Today the younger Nopel, a historian in his own right who has penned several articles on history and last year co-authored a book (with Marti Leicester) called The Humboldt Wagon Road—the text accompanied by pictures from his father’s collection—manages what is now known as the John Nopel Collection.
Several hundred photos—which David said represent a mere fraction of the entire collection—have been digitized at Chico State and are available online through the school’s Special Collections department in Meriam Library. Several dozen more have been prepared and installed at the Chico Museum for an exhibit titled Chico in Black and White: Historical Photos from the John Nopel Collection, which opens to the public this Saturday, July 20.

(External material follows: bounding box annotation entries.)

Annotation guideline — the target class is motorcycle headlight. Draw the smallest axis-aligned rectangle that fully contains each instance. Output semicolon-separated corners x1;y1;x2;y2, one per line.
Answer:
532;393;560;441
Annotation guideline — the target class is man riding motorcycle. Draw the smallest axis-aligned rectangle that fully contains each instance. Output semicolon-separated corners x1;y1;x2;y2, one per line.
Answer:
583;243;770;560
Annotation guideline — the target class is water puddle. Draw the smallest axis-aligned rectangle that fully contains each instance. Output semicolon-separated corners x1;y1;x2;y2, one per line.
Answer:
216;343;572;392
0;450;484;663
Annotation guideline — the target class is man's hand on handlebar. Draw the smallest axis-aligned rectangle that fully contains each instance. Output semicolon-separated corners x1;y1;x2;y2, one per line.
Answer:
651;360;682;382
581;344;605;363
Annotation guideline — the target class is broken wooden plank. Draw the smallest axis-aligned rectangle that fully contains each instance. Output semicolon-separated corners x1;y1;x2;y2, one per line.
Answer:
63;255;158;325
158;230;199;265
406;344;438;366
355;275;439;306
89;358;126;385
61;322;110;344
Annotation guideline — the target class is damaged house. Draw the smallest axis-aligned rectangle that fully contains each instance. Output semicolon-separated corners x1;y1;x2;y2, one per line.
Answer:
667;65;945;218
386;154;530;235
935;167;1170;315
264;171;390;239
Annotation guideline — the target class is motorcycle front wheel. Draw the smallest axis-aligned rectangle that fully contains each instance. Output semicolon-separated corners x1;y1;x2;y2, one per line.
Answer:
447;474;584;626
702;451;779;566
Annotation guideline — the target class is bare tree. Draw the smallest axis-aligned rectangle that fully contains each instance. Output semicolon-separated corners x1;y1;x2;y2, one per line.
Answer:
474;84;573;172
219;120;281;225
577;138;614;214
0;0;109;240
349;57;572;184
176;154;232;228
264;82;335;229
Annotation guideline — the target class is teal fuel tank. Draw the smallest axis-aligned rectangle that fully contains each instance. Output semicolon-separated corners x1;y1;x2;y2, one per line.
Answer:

David worked with a team from the Far West Heritage Association—which operates the Chico Museum—to compile several dozen photographs representing a visual reflection of this area’s past. The photographs in the display were carefully restored by local photographer Gary Quiring.
Dianne Donoho, a steering-committee member at the museum who is co-curating the event with David, said the display marks a change of course for the museum.
“We used to do kind of random exhibits on different subjects but have decided to dedicate ourselves to focusing more on the history of the town,” she said, explaining that, moving forward, the bulk of the museum will be dedicated to a permanent historical exhibit with smaller, rotating displays that feed into it.
For his part, David said he couldn’t be happier with the opportunity to share his father’s life work: “It is very pleasing and satisfying to see the focus and spotlight and honor it will bring to my dad—and really my mom, too—because they were such a partnership [and] I don’t think he would have achieved what he did without her support.
“This is his legacy,” he said. “It’s a pretty nifty accomplishment for someone to have their work outlive them.